Via ZDNet News, Marc Andreessen of former Netscape endorse PHP over Java for website development, because it is open source, having easier environment, widely used and have big companies behind it.
Interesting description about Java:
Java is much more programmer-friendly than C or C++, or was for a few years there until they made just as complicated. It's become arguably even harder to learn than C++...
How true! Java, the language itself, is simple and easy to understand -- at least the first few incarnation of it. However, over the years when the standard JDK gets bigger and bigger to download, the built-in libraries gets incredibly huge, and just the sheer complexity to set up a J2EE server. It has turned itself into a beast now, and no one now can claim that he knows the "Java API". Which one? You ask.
Or maybe it is just me who cannot get my head wrapped around Java.
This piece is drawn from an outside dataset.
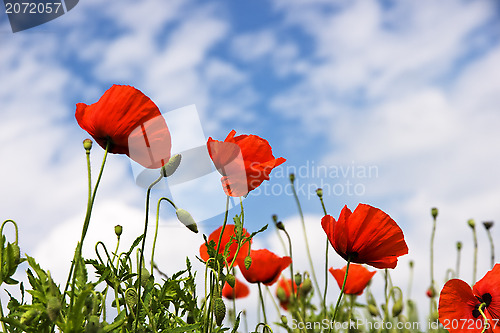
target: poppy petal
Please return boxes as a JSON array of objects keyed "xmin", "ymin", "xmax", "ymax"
[{"xmin": 439, "ymin": 279, "xmax": 483, "ymax": 333}]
Used to make my living in Java 5 years ago, but am too scared to touch it now.
PHP is certainly easier to use, and much faster to develop a site with. The language itself left a lot to be desired, and even with PHP 5.1, it still feels like some ex-Perl scripts hacked together templating HTML files. I guess the evil of "backward compatibility" has somehow hindered how the language can evolve. But that's not the point -- it is simple. It gets the job done.
People might think that scripting language without n-tier application server architecture is not scalable (can we say IBM? thou some might beg to differ). Even Andreessen himself would have his Java application server clusters behind the PHP web server layer.
But that's not the point. Why would "scalability" be important anyway? At least not in this
Bubble 2.0 Web 2.0 world. You just need to have some nifty idea, quickly build the app, make sure it is buzzword compliant, be the first on the market and hope the VC will knock on your door.
Still implementing your J2EE solution? You might finish when Burst 2.0 arrives. Give PHP, Python or the Rails a try instead.